The 2003 vintage began with a winter divided in two weather-wise. Relatively warm weather from the beginning of October to early January was followed by an intensely cold, dry period from January to the end of February, when temperatures fell to minus 10°C for a long time. Extremely dry conditions began in February with a shortage of rainfall that lasted through to the end of September.
Renewal of growth
A warm, dry month of March stimulated the start of growth.
At the start of April, a cold snap stopped development and caused frost damage in all vineyards, affecting anything from a few buds to the entire plot. The end of April was very hot, leading to spectacular growth, such that development was a week in advance compared with a normal year.

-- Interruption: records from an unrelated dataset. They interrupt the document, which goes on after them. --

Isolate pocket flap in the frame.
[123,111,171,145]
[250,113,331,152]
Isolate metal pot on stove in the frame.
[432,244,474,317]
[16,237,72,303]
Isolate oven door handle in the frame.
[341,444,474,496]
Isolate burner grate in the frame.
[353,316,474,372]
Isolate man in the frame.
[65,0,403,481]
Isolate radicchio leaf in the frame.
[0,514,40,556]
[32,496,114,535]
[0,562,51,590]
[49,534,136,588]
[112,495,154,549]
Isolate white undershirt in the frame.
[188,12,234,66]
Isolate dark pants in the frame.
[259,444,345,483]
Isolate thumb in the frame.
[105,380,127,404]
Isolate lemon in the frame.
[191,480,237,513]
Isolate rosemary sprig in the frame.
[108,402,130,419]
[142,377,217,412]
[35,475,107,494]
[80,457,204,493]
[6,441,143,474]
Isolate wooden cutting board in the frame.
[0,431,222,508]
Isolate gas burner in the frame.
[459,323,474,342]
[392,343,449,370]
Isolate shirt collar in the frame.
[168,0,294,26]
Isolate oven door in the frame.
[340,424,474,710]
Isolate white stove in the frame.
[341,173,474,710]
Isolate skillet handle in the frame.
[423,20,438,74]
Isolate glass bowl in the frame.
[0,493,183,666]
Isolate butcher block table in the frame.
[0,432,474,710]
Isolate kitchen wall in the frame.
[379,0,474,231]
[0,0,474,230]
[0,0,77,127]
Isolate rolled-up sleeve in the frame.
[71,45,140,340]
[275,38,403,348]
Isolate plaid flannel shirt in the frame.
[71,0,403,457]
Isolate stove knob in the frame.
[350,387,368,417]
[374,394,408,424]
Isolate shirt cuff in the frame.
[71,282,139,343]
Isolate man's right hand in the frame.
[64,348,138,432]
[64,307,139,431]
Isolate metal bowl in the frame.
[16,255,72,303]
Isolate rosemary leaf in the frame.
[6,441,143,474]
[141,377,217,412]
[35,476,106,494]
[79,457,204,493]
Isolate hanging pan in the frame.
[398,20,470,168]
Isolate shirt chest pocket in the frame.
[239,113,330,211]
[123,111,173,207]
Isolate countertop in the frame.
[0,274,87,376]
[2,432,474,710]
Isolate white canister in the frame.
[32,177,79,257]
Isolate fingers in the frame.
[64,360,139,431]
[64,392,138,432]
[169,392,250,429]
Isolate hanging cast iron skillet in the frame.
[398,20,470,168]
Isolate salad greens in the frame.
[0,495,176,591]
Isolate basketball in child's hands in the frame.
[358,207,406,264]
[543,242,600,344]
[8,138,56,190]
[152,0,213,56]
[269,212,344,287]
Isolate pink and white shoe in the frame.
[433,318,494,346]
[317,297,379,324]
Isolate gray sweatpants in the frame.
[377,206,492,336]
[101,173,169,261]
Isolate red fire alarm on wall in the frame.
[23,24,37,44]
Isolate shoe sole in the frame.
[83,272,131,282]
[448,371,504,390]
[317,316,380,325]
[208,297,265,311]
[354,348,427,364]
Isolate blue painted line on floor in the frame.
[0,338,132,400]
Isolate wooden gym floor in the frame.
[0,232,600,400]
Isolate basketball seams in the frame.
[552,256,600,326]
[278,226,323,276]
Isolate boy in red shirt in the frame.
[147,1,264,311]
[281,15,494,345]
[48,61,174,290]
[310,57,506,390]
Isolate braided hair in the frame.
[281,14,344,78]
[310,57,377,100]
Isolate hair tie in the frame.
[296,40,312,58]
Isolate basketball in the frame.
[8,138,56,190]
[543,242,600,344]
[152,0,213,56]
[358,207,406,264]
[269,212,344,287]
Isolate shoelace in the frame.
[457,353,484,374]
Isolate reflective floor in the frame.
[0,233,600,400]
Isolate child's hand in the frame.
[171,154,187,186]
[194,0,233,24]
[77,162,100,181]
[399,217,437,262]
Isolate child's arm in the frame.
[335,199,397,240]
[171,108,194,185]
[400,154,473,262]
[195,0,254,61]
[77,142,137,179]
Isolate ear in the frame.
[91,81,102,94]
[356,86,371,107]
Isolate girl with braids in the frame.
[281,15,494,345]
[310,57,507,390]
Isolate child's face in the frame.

This advance continued during the rest of the season, which was hot and dry for all of us, without causing the vines to struggle due to the lack of water. Grape development was equally spectacular; bunches ripened very quickly, taking the vine growers by surprise. I had originally planned to start picking on 06 September, changed it once to 03 September, then again to 01 and ultimately started on 27 August. The phenomenon that had contributed to this early harvest - thus invalidating the "100-day rule" - was due to sugar concentration by evaporation, resulting in grapes with a high sugar content and skins that were already slack. Added to this, there was a rapid drop in acidity levels. In these very hot conditions, there was a danger of rapid decline in the event of a storm or of prolonged bad weather.
Picking lasted only five days, which confirmed my predictions of a small harvest. Because the heat continued during picking, we hired a refrigerated truck to allow us to bring in the grapes in the best possible condition.
Vinification of such an early-maturing year is a relatively delicate operation and this vintage will therefore be more of a "wine-makers' vintage" than others.
The wines are now in the cellar and confirming our small yields, which are roughly 40% below those authorised. This is a "hedonist's vintage"; it is extraordinarily fruity, has strong colour intensity and tannins that are currently very much in evidence, but which will mellow and become more refined during the maturing process.